Car c’est bien la survie collective d’une humanité digne de ce nom qui est en jeu.

Et notre époque exige un engagement adulte de notre Liberté, au-delà des revendications puériles d’un simple confort désormais obsolète et d’un certain nombre de facilités accessoires dont les circonstances exigent d’ores et déjà d’accepter, qu’on le veuille ou non, la disparition.

Même lorsque la démagogie de politiques irresponsables continue à entretenir le mirage funeste de « l’effet cliquet ».

*

Ajout du 28/08:

Bien évidemment, le dernier rapport du GIEC ne fait que confirmer les propos qui précèdent.

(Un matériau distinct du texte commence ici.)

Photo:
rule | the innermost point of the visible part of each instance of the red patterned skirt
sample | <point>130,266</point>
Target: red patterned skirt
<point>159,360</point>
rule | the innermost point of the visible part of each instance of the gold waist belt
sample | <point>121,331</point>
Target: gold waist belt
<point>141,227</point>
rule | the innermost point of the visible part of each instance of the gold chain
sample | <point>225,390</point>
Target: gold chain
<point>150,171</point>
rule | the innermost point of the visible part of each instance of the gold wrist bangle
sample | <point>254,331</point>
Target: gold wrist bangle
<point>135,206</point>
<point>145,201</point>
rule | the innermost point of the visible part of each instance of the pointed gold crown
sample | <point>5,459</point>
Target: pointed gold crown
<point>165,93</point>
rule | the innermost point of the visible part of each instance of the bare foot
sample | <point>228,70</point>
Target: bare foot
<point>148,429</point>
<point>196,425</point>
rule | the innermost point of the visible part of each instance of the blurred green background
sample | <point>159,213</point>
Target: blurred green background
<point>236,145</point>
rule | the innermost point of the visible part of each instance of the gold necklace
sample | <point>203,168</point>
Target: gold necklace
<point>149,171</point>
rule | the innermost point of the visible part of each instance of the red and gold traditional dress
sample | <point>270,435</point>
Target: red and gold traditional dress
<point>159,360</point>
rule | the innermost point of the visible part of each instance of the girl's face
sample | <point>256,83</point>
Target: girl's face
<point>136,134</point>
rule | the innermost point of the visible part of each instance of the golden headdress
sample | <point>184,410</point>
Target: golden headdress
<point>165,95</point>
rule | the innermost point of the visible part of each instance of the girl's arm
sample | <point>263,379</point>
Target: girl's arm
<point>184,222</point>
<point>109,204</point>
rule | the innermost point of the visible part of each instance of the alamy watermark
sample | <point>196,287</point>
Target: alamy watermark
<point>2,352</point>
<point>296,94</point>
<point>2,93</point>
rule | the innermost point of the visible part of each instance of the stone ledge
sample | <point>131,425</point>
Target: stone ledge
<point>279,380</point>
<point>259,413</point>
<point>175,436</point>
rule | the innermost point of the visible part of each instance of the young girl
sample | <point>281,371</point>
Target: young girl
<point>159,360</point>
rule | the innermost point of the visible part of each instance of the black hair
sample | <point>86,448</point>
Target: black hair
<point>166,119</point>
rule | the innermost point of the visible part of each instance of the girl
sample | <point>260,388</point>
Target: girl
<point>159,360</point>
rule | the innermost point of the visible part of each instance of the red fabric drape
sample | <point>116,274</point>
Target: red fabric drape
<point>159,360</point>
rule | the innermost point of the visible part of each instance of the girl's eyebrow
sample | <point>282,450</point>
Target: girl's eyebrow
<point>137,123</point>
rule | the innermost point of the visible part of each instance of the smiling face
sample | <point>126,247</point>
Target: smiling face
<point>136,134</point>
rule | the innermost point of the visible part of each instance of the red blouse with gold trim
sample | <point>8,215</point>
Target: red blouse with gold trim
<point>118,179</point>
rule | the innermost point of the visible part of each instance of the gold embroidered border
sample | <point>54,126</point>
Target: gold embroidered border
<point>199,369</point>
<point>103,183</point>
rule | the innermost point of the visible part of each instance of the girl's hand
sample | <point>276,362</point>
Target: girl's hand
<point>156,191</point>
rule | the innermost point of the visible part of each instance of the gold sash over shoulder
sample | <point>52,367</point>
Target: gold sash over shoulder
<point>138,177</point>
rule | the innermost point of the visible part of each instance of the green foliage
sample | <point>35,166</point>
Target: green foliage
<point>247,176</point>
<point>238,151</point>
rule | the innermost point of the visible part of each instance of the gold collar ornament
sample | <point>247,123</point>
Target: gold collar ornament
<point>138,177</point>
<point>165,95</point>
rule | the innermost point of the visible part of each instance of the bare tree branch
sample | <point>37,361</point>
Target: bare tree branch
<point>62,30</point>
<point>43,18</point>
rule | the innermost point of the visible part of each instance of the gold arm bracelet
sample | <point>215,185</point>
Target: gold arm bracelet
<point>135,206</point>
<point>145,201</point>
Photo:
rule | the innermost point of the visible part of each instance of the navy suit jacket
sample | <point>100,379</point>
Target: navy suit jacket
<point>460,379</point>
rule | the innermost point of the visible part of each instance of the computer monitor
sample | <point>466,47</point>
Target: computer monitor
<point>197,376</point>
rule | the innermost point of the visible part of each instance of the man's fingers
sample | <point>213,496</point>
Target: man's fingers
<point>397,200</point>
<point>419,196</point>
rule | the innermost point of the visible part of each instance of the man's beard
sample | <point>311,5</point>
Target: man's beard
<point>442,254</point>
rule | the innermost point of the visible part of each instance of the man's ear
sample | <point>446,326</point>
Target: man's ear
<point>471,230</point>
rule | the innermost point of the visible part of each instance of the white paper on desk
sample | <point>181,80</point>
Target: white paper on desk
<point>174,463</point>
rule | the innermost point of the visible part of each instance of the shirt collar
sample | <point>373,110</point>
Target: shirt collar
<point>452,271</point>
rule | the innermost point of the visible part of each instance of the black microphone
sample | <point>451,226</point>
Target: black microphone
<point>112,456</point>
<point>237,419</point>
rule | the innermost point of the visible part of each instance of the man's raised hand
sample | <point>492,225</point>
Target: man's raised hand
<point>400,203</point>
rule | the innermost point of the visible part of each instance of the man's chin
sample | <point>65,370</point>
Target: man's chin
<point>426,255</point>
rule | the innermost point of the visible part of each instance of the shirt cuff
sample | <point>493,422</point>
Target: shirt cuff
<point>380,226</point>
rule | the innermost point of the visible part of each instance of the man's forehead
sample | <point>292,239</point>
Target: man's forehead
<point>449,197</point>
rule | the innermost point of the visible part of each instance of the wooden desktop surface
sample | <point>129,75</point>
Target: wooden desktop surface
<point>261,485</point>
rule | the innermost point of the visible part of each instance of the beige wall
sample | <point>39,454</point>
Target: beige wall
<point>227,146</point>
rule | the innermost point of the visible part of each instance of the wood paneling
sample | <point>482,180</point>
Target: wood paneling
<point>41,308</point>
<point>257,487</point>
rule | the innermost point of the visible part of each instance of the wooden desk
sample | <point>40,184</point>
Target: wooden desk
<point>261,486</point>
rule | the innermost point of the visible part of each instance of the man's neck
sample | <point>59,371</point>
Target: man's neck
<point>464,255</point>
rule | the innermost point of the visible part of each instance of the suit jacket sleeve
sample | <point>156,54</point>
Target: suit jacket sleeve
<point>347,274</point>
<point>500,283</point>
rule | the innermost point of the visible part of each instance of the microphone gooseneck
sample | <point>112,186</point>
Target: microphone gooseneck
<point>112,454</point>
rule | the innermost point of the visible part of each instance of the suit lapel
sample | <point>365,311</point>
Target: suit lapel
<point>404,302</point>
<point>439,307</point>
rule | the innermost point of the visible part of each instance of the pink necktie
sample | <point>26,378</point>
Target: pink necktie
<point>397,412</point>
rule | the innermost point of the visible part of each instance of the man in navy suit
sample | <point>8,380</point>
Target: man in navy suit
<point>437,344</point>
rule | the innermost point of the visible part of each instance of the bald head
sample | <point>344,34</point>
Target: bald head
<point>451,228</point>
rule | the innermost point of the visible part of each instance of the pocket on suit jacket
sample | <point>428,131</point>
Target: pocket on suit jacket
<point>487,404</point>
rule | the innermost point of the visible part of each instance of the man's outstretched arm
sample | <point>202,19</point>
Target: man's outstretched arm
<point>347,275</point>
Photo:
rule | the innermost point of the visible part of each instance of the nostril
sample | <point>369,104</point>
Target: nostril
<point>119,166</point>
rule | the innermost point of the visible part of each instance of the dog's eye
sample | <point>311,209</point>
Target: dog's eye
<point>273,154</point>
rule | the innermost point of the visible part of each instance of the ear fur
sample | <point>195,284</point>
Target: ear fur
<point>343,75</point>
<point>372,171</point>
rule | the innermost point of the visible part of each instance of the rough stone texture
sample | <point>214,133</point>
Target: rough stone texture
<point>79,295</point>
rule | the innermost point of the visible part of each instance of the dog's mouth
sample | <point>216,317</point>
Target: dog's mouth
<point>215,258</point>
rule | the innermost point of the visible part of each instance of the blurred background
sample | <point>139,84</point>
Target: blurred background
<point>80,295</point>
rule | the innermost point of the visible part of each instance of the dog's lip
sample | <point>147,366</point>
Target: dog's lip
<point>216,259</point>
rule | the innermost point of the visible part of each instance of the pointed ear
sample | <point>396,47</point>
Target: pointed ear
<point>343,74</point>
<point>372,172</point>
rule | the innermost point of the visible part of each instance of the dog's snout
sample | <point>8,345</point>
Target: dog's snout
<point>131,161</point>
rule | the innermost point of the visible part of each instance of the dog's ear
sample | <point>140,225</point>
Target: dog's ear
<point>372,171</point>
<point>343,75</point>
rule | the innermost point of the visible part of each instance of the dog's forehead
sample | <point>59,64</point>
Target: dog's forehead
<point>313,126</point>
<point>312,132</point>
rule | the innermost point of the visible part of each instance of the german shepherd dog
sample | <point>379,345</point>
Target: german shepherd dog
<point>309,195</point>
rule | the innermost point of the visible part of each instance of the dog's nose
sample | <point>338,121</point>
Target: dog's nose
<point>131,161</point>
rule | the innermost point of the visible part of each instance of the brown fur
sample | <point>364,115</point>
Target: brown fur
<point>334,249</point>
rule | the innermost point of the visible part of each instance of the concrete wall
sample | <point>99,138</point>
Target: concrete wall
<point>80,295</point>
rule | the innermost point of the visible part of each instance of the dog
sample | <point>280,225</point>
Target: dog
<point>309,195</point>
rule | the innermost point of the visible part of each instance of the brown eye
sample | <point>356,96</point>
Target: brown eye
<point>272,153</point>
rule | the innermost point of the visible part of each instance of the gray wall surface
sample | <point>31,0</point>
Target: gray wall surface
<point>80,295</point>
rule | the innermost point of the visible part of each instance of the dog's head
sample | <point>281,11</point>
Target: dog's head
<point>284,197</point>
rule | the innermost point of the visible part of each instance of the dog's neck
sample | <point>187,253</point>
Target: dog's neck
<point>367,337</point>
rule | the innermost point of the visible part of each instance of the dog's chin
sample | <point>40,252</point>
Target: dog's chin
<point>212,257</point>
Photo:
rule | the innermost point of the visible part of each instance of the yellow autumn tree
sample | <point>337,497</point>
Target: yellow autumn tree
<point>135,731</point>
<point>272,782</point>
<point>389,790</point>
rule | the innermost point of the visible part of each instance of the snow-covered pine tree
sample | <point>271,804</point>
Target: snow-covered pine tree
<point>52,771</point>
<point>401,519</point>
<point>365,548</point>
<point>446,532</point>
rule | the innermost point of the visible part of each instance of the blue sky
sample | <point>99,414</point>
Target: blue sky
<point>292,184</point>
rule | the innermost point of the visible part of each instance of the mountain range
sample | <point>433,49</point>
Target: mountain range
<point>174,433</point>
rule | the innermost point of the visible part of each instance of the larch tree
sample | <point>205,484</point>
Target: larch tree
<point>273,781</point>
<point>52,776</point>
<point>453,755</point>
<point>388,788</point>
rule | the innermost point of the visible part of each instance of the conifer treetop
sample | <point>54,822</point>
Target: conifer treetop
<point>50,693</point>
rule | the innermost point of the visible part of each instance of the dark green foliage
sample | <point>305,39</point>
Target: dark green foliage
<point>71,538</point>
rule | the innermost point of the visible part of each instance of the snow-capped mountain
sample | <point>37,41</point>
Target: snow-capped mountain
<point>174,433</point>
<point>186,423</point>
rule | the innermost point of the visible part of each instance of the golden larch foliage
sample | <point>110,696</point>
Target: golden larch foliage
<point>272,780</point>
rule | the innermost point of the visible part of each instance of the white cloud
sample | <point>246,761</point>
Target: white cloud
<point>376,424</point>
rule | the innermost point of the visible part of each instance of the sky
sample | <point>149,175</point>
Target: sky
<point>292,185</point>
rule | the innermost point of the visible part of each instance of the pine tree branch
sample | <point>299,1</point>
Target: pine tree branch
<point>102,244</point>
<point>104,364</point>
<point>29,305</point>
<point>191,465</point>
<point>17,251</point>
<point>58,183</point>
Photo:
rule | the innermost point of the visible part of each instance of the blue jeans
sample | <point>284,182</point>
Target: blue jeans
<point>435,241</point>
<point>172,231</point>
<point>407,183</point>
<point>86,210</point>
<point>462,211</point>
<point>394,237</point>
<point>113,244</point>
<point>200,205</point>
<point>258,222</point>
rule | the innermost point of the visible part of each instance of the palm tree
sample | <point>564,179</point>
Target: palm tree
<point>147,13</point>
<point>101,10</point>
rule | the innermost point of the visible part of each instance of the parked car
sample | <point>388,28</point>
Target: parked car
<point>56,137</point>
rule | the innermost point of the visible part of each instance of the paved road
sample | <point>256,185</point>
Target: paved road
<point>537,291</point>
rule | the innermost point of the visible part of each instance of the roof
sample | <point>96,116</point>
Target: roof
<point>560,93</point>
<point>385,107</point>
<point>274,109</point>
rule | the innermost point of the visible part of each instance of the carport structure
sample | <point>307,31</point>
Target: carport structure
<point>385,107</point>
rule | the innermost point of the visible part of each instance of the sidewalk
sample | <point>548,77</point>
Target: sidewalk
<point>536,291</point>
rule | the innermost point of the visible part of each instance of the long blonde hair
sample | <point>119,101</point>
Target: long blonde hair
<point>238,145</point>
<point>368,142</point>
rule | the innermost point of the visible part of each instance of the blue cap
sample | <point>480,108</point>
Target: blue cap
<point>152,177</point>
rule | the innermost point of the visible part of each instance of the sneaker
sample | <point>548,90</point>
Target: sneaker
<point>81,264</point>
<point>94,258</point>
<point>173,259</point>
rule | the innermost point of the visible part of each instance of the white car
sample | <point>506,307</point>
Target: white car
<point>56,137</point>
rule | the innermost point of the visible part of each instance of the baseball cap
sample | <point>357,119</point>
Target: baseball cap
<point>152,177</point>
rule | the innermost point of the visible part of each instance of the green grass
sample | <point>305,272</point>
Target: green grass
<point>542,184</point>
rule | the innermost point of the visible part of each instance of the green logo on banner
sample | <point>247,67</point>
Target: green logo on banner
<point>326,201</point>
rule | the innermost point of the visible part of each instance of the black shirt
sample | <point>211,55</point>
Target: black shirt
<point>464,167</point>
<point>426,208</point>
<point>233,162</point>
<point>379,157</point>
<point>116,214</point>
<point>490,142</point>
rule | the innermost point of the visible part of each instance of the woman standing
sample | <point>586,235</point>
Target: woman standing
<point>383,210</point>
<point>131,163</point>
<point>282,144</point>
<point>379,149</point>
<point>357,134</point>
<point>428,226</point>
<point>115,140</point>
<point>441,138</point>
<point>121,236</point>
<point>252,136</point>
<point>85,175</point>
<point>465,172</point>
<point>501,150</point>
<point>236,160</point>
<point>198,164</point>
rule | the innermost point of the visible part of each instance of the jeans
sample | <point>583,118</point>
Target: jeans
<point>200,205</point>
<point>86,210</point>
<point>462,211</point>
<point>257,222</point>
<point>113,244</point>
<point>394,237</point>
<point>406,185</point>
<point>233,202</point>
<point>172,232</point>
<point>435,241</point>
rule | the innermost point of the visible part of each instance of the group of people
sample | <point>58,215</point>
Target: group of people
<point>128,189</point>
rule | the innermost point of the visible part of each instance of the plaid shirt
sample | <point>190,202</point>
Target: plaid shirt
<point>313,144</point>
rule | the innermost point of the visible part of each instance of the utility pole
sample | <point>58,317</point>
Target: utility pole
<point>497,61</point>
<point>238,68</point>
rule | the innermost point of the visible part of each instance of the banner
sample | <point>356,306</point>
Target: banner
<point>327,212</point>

https://www.lemonde.fr/planete/article/2021/08/09/la-crise-climatique-s-aggrave-partout-a-des-niveaux-sans-precedent-alerte-le-giec_6090961_3244.html

Ainsi que cet article qui pose bien la question de la nécessaire distinction entre l’affirmation du « principe » et la confrontation à la réalité lorsqu’il s’agit de liberté :

https://www.lemonde.fr/idees/article/2021/08/26/covid-19-sur-la-question-des-libertes-nous-confondons-le-principe-et-la-realite_6092363_3232.html

Encore et encore sur la démographie. Et sur la mauvaise foi que semblent affectionner ceux qui font pourtant profession de cultiver la bonne.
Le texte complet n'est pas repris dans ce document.